All of the ART attorneys involved in identifying and reporting this matter are, indeed, Ms. Erickson’s competitors in some fashion. We all practice in the same area for the same potential clients. However, NONE of the attorneys were ill-motivated by that competition to Ms. Erickson’s personal detriment in reporting this matter. Frankly, there is plenty of business for all of us, and most of us practice in different areas of the country. We simply had an overriding ethical obligation that we could not professionally or personally ignore. If we had ignored the information that was, literally, thrust upon us, we would have become personally complicit in the scheme as much as the conspirators themselves.

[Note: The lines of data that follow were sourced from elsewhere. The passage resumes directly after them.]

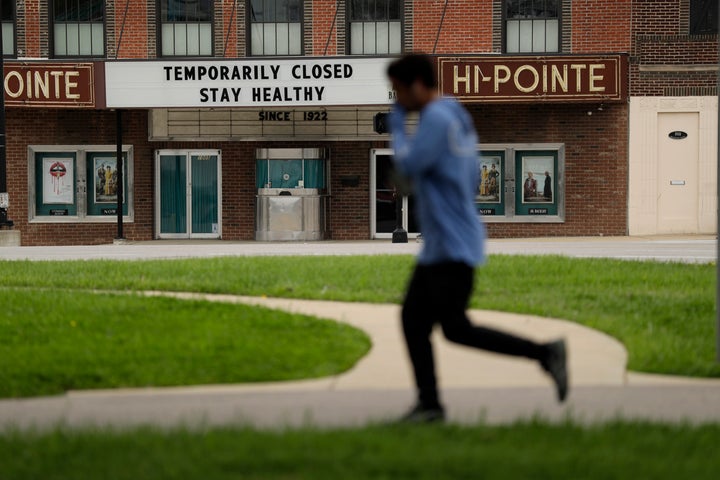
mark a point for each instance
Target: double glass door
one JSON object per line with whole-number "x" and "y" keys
{"x": 384, "y": 199}
{"x": 188, "y": 194}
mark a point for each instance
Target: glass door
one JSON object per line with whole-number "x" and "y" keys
{"x": 188, "y": 194}
{"x": 384, "y": 197}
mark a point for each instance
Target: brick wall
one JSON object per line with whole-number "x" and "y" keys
{"x": 600, "y": 27}
{"x": 70, "y": 127}
{"x": 325, "y": 27}
{"x": 665, "y": 60}
{"x": 467, "y": 23}
{"x": 130, "y": 23}
{"x": 595, "y": 162}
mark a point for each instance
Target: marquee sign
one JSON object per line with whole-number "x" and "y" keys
{"x": 248, "y": 83}
{"x": 66, "y": 85}
{"x": 533, "y": 79}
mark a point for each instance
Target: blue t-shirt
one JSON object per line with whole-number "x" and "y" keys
{"x": 441, "y": 160}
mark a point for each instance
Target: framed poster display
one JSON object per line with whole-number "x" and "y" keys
{"x": 103, "y": 183}
{"x": 489, "y": 198}
{"x": 55, "y": 182}
{"x": 536, "y": 182}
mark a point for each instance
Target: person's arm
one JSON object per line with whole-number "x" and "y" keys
{"x": 416, "y": 154}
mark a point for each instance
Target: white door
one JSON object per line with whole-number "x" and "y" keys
{"x": 678, "y": 158}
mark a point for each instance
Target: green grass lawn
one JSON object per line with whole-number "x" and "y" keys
{"x": 615, "y": 450}
{"x": 55, "y": 340}
{"x": 57, "y": 332}
{"x": 664, "y": 313}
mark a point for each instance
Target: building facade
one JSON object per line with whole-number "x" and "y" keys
{"x": 257, "y": 119}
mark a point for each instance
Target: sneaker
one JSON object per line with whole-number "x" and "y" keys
{"x": 555, "y": 364}
{"x": 419, "y": 414}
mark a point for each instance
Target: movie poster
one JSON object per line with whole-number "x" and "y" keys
{"x": 58, "y": 181}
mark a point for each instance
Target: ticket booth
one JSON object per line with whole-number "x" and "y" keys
{"x": 292, "y": 194}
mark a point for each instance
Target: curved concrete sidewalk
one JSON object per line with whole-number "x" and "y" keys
{"x": 476, "y": 385}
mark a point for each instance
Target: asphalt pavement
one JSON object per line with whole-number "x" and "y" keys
{"x": 680, "y": 249}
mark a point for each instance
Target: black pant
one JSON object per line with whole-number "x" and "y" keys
{"x": 440, "y": 293}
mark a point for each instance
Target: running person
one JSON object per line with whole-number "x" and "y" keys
{"x": 441, "y": 161}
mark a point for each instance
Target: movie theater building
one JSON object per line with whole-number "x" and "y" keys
{"x": 257, "y": 120}
{"x": 673, "y": 118}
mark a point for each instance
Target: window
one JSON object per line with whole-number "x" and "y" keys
{"x": 375, "y": 27}
{"x": 8, "y": 28}
{"x": 78, "y": 28}
{"x": 71, "y": 184}
{"x": 703, "y": 17}
{"x": 186, "y": 28}
{"x": 275, "y": 27}
{"x": 532, "y": 26}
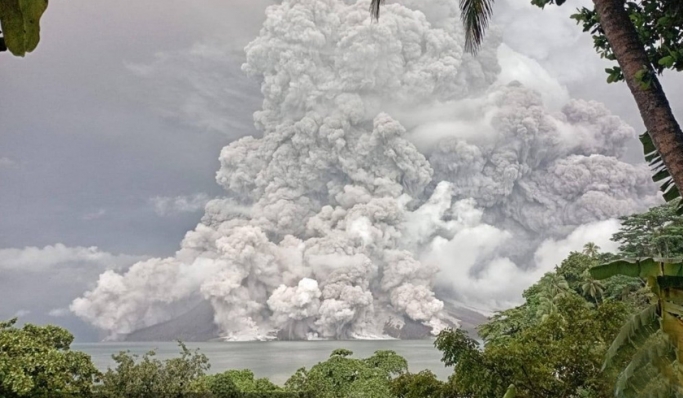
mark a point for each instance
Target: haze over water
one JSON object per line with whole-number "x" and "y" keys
{"x": 276, "y": 360}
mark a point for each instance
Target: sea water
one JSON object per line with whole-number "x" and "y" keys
{"x": 276, "y": 360}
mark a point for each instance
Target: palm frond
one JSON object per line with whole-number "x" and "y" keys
{"x": 652, "y": 360}
{"x": 661, "y": 174}
{"x": 374, "y": 8}
{"x": 634, "y": 332}
{"x": 475, "y": 16}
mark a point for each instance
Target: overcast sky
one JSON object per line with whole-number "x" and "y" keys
{"x": 110, "y": 131}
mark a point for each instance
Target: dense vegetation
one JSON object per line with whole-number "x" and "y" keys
{"x": 553, "y": 345}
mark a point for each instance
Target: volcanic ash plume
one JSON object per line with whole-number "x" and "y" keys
{"x": 337, "y": 221}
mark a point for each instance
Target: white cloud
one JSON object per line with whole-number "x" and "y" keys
{"x": 94, "y": 215}
{"x": 22, "y": 313}
{"x": 36, "y": 259}
{"x": 41, "y": 281}
{"x": 59, "y": 312}
{"x": 551, "y": 252}
{"x": 6, "y": 162}
{"x": 168, "y": 205}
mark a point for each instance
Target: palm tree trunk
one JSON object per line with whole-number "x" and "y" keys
{"x": 654, "y": 107}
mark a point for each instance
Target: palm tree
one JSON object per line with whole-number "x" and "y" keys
{"x": 656, "y": 332}
{"x": 592, "y": 288}
{"x": 553, "y": 285}
{"x": 664, "y": 139}
{"x": 591, "y": 249}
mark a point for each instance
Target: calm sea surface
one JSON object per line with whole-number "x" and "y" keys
{"x": 276, "y": 360}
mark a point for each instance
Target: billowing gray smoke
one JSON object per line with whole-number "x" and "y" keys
{"x": 337, "y": 221}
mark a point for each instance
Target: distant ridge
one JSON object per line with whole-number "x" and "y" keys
{"x": 197, "y": 325}
{"x": 194, "y": 325}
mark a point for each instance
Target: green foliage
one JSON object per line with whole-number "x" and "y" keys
{"x": 342, "y": 376}
{"x": 657, "y": 232}
{"x": 418, "y": 385}
{"x": 37, "y": 361}
{"x": 20, "y": 22}
{"x": 150, "y": 377}
{"x": 556, "y": 356}
{"x": 661, "y": 175}
{"x": 635, "y": 332}
{"x": 475, "y": 15}
{"x": 658, "y": 23}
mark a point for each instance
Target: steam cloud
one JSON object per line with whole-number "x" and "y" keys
{"x": 388, "y": 157}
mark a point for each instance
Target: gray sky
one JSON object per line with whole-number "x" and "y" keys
{"x": 110, "y": 131}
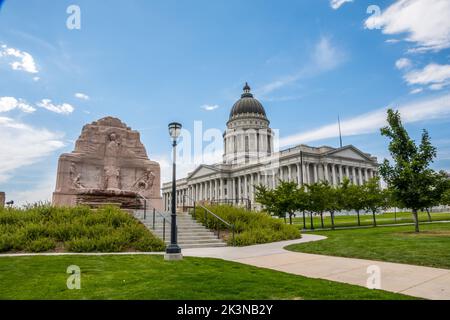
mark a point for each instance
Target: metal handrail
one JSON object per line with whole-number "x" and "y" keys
{"x": 165, "y": 219}
{"x": 229, "y": 225}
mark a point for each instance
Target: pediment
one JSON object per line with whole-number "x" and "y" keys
{"x": 350, "y": 152}
{"x": 202, "y": 171}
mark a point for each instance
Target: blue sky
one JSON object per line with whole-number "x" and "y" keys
{"x": 152, "y": 62}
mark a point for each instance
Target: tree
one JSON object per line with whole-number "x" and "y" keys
{"x": 266, "y": 198}
{"x": 280, "y": 201}
{"x": 410, "y": 177}
{"x": 445, "y": 200}
{"x": 333, "y": 200}
{"x": 317, "y": 199}
{"x": 375, "y": 198}
{"x": 433, "y": 195}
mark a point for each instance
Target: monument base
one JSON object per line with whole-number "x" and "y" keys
{"x": 96, "y": 198}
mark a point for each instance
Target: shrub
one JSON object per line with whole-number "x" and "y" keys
{"x": 41, "y": 245}
{"x": 251, "y": 227}
{"x": 81, "y": 245}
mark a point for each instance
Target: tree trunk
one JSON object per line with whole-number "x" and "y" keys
{"x": 304, "y": 221}
{"x": 429, "y": 215}
{"x": 374, "y": 218}
{"x": 416, "y": 220}
{"x": 332, "y": 220}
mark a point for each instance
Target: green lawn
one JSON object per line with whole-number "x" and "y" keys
{"x": 431, "y": 247}
{"x": 367, "y": 220}
{"x": 150, "y": 277}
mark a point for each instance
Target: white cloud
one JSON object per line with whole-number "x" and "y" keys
{"x": 336, "y": 4}
{"x": 11, "y": 103}
{"x": 434, "y": 108}
{"x": 416, "y": 91}
{"x": 435, "y": 75}
{"x": 210, "y": 107}
{"x": 392, "y": 41}
{"x": 22, "y": 60}
{"x": 325, "y": 57}
{"x": 403, "y": 63}
{"x": 425, "y": 23}
{"x": 23, "y": 145}
{"x": 64, "y": 108}
{"x": 82, "y": 96}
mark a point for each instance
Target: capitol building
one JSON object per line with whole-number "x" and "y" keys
{"x": 249, "y": 159}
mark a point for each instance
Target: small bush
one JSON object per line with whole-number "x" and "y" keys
{"x": 81, "y": 245}
{"x": 250, "y": 227}
{"x": 40, "y": 228}
{"x": 41, "y": 245}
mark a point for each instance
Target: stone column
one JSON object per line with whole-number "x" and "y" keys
{"x": 333, "y": 174}
{"x": 252, "y": 183}
{"x": 325, "y": 172}
{"x": 246, "y": 187}
{"x": 354, "y": 175}
{"x": 273, "y": 179}
{"x": 216, "y": 189}
{"x": 308, "y": 174}
{"x": 305, "y": 174}
{"x": 316, "y": 173}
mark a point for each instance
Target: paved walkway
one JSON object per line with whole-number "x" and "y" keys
{"x": 423, "y": 282}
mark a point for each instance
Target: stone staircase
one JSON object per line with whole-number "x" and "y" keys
{"x": 191, "y": 234}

I wish I had not been one of the persons in our industry who received this information. I wish I had not been one of the ones who had to decide what to do and whether to do it. But I was. When the story broke more than a week ago, I told someone, “I don’t know whether to be happy or sad.” I am happy that we were able to successfully police our own industry. I am happy for the future birth mothers, parents, and children who will never become involved. I am sad, however, for the conspirators, the poor decisions they made, and the very real and very appropriate consequences they face. I am sad for them and their families. I am sad that our area was subjected to yet more negative publicity and scrutiny. I hope this never happens again. The only way to make that more likely is to have reported it as we did and for Ms. Erickson, Ms. Chambers, and Ms. Neiman to be appropriately punished. It is called accountability and deterrence.
Shame on anyone who is out there whispering that Ms. Erickson and the others were simply the unfortunate objects of the envy and conspiracy of her peers. Those whispers are based on misinformation and are the mere mutterings of those who are biased and woefully uninformed. Mr. Vorzimer, I, and all the other ART attorneys who brought this to light (as a collective industry group and not as mean-spirited individuals) behaved ethically and did exactly what should have been done. The only unethical behavior was that of the conspirators, and they have only themselves to blame for their circumstances and consequences. Let’s put the accountability where it truly belongs.